I'm working with Spark's Structured Streaming (2.2.1), using Kafka to receive data from sensors every 60 seconds. I'm having troubles wrapping my head around how to package this Kafka Data to be able to process is correctly as it comes.
I need to be able to do some calculations as the data comes in with Kafka.

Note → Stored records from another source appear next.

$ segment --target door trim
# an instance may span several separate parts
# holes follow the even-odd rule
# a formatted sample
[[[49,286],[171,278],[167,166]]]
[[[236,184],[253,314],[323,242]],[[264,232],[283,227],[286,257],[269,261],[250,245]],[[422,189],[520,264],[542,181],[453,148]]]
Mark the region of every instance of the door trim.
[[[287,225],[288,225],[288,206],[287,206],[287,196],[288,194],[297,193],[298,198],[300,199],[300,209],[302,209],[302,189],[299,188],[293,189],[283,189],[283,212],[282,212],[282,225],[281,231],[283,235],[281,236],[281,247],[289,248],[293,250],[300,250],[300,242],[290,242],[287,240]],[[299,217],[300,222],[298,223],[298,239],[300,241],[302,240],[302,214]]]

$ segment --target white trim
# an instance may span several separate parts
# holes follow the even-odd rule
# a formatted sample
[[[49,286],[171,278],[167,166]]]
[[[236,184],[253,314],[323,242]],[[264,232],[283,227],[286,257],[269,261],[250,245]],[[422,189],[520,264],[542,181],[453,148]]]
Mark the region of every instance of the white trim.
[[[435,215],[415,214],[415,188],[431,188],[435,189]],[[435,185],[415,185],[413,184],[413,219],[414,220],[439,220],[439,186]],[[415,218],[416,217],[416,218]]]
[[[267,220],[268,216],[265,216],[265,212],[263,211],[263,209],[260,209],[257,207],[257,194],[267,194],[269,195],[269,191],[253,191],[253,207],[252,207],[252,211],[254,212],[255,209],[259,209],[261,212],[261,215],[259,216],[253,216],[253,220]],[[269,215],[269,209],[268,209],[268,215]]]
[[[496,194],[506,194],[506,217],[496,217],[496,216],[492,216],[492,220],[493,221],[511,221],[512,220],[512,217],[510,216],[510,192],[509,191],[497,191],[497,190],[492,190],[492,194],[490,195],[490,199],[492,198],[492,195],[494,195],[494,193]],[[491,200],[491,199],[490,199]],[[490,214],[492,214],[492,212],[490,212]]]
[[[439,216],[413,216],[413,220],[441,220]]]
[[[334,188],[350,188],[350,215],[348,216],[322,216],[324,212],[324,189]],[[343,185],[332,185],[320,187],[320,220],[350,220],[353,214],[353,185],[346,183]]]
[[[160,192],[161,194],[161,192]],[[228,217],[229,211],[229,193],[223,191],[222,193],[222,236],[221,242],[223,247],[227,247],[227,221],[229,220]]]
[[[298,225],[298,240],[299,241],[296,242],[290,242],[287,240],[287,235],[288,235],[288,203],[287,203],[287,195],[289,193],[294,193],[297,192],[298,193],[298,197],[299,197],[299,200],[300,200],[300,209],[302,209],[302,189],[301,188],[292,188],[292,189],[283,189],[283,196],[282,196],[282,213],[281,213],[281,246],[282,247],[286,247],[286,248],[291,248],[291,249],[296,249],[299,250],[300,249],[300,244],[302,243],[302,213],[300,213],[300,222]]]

My issue is unpacking the JSON data which is coming from Kafka into datasets I can work with
Data
A simplified data looks something like this:
{
id: 1,
timestamp: "timestamp"
pump: {
current: 1.0,
flow: 20.0
torque: 5.0
},
reactors: [
{
id: 1,
status: 200,
},
{
id: 2,
status: 300,
}
],
settings: {
pumpTimer: 20.0,
reactorStatusTimer: 200.0
}
}
In order to be able to work with this is Spark, I've created some case class structures for each of these:
// First, general package
case class RawData(id: String, timestamp: String, pump: String, reactors: Array[String], settings: String)
// Each of the objects from the data
case class Pump(current: Float, flow: Float, torque: Float)
case class Reactor(id: Int, status: Int)
case class Settings(oos: Boolean, pumpTimer: Float, reactorStatusTimer: Float)
And generating the schema using:
val rawDataSchema = Encoders.product[RawData].schema
Raw data to Spark Schema
Firstly I put the 'value' field from Kafka into my general schema:
val rawDataSet = df.select($"value" cast "string" as "json")
.select(from_json($"json", rawDataSchema))
.select("data.*").as[RawData]
Using this rawDataSet, I can package each of the individual objects into datasets.
val pump = rawDataSet.select(from_json($"pump", pumpSchema) as 'pumpData)
.select("pumpData.*").as[Pump]
val settings = rawDataSet.select(from_json($"settings", settingsSchema) as 'settingsData)
.select("settingsData.*").as[Settings]
And this gives me nice and clean datasets per JSON object.
Working with the data
Here are my issues, if I want to for example compare or calculate some values between the two datasets for Settings and Pump, JOIN is not working using Structured Streaming.
val joinedData = pump.join(settings)
Error:
Exception in thread "main" org.apache.spark.sql.AnalysisException: Inner join between two streaming DataFrames/Datasets is not supported;
Is my approach for this all wrong? Or is there any recommendations for alternative ways to handle this?
Thanks